South African Reserve Bank (SARB) Governor Lesetja Kganyago has warned the country against considering risky monetary policy changes.
Kganyago sounded the alarm during a virtual keynote address, titled the shadow of COVID: lessons from 20 years of inflation targeting at the University of Pretoria on Wednesday.
“We have a well-established inflation-targeting framework, which is delivering low interest rates and low inflation,” he said.
The address came after the pandemic saw the SARB reduce the repo rate by 250 basis points in an effort to soften the economic impact of the virus on consumers.
Kganyago emphasised that getting monetary policy right isn’t going to be enough. “South Africa’s debt situation is critical. And our rebound from lockdown is looking weak compared with other countries,” he said.

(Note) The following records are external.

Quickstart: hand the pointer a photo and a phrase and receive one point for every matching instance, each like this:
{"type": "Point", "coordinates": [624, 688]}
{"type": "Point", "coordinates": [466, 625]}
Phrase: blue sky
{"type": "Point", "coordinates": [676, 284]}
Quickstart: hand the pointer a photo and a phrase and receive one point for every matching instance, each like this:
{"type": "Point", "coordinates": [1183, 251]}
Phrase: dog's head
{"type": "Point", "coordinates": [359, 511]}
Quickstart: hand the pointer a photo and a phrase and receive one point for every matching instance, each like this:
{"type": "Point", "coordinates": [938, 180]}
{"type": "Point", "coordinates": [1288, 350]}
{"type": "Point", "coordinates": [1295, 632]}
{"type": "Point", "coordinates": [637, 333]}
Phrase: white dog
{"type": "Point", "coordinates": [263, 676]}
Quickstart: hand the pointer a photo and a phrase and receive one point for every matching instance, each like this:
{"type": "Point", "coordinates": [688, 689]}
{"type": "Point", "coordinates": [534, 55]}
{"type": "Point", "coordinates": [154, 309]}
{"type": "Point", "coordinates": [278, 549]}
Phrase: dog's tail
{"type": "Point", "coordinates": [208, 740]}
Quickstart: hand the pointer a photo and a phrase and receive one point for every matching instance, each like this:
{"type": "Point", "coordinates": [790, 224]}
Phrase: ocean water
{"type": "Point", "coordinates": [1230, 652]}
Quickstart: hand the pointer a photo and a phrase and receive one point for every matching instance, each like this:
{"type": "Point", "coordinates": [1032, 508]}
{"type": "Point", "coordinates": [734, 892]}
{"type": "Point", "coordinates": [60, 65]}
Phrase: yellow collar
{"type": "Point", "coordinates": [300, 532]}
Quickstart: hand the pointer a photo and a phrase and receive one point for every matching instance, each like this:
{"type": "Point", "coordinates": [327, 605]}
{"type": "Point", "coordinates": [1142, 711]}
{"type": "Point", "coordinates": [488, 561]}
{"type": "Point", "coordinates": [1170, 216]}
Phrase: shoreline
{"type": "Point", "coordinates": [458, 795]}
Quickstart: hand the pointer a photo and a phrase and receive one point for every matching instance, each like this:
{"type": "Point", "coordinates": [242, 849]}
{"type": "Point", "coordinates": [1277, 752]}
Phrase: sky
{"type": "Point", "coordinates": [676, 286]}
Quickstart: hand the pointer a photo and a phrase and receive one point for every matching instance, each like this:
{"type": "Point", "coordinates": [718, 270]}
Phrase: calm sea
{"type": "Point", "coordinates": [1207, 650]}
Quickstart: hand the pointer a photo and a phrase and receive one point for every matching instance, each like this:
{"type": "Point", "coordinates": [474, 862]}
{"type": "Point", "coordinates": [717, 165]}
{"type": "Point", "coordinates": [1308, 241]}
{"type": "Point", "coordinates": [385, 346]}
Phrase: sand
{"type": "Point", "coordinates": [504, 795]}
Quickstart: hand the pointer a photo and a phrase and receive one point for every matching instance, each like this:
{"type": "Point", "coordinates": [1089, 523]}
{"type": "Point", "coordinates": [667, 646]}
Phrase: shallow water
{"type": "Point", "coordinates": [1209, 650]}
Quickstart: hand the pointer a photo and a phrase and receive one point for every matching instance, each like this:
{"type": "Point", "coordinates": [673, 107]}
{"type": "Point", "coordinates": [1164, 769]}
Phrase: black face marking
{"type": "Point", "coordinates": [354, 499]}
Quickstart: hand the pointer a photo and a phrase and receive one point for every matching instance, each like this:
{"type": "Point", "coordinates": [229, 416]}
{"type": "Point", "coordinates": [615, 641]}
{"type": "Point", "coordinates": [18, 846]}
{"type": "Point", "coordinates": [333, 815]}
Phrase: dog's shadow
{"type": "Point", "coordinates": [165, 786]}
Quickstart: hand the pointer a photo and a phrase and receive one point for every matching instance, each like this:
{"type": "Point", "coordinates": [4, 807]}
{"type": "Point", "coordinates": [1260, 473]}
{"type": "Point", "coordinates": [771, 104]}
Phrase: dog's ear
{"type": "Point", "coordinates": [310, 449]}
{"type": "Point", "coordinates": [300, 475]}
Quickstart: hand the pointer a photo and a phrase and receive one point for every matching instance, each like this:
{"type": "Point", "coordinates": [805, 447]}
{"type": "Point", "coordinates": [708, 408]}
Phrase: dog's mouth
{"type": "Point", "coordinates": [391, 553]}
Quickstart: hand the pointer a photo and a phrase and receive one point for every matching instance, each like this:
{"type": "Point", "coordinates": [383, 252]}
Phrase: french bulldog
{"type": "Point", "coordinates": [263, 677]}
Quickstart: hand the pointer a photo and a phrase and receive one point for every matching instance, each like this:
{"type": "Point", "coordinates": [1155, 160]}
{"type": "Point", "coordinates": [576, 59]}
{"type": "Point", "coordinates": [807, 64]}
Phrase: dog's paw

As a country, said the Governor, South Africa needs to find a path back to fiscal sustainability and growth.
He said: “We can borrow from new creditors; we can shift our debt towards short-term borrowing; we can move things around different balance sheets – but this is not a recovery strategy; it is just a way to buy time.
“If public sector borrowing were the way to achieve sustained growth, the last 10 years of debt accumulation should have been enough.”
Kganyago said the real task now is restoring the country’s fiscal credibility and implementing structural reforms so the economy has a way to become more efficient and grow.
“In many ways, as a country, we seem to be depressed, unable to get out of bed. Yes, it is winter, and it’s cold. But we can’t live like this. Spring is coming, and inflation and interest rates are low. We need to focus on the opportunities, get up, and get to work,” he added.
Right now, South Africa does not have the high inflation and high interest rates of the past.
“But we also don’t have the zero rates and close-to-zero inflation of the rich countries. The inflation-targeting paradigm is working pretty well,” he said.
“Given all the challenges facing South Africa, we should recognise that monetary policy is the last place where we should consider risky changes. We have a well-established inflation-targeting framework, which is delivering low interest rates and low inflation.”
This, he said, is the most functional part of the macroeconomic framework.